Para conhecimento, existe o projeto de lei no 5.141/20, que prevê a não aplicação da LGPD ao tratamento de dados pessoais realizados para fins religiosos. No entanto, há de se destacar que o projeto foi distribuído à Comissão de Constituição e Justiça de Cidadania da Câmara dos Deputados em 18/03/2021 e, na data de publicação deste artigo, ainda aguarda a designação de relator. Logo, é um projeto que ainda demorará a ser apreciado. Além disso, pode não ser aceito. Portanto, sem sombra de dúvida, pelo menos atualmente, a LGPD deve ser aplicada ao trabalho desempenhado nas casas espíritas.

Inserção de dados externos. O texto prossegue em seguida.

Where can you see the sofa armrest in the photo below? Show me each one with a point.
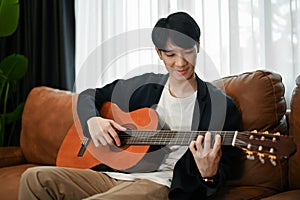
(11, 156)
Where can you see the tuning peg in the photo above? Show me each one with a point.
(261, 158)
(272, 160)
(250, 155)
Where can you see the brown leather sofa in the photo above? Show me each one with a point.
(48, 114)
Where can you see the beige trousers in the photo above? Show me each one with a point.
(47, 183)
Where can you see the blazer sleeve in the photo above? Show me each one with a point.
(89, 103)
(187, 183)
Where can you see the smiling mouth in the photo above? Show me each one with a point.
(182, 72)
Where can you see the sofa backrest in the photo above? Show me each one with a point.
(259, 96)
(294, 161)
(46, 118)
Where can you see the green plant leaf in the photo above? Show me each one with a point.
(14, 67)
(14, 115)
(9, 17)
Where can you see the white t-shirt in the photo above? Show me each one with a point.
(177, 113)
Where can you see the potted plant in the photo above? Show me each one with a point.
(12, 68)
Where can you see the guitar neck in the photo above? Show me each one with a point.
(166, 137)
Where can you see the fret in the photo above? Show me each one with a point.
(165, 137)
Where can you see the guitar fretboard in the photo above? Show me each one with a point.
(166, 137)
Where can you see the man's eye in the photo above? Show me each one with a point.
(189, 52)
(170, 55)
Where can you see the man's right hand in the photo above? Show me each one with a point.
(104, 131)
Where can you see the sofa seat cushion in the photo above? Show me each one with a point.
(259, 95)
(10, 177)
(243, 192)
(47, 116)
(292, 194)
(294, 162)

Mesmo que esse projeto de lei seja deferido, isso não significa que não devemos tomar cuidados com os dados sensíveis de terceiros, afinal, já existem outras medidas jurídicas que podem ser impetradas pelo particular, caso pense que suas informações privadas estão sendo utilizadas de maneira indevida.

Dessa forma, enquanto instituição, devemos aproveitar esta oportunidade para criar e/ou melhorar os procedimentos internos necessários ao tratamento dos dados considerados sensíveis, com o objetivo de se evitar uma possível responsabilização da instituição espírita. Na próxima parte desse artigo abordaremos outras informações importantes.

BRASIL. Lei nº 13.709, de 14 de agosto de 2018. Lei Geral de Proteção de Dados Pessoais (LGPD). Disponível em: www.planalto.gov.br/ccivil_03/_ato2015-2018/2018/lei/l13709.htm . Acesso em set. 2021.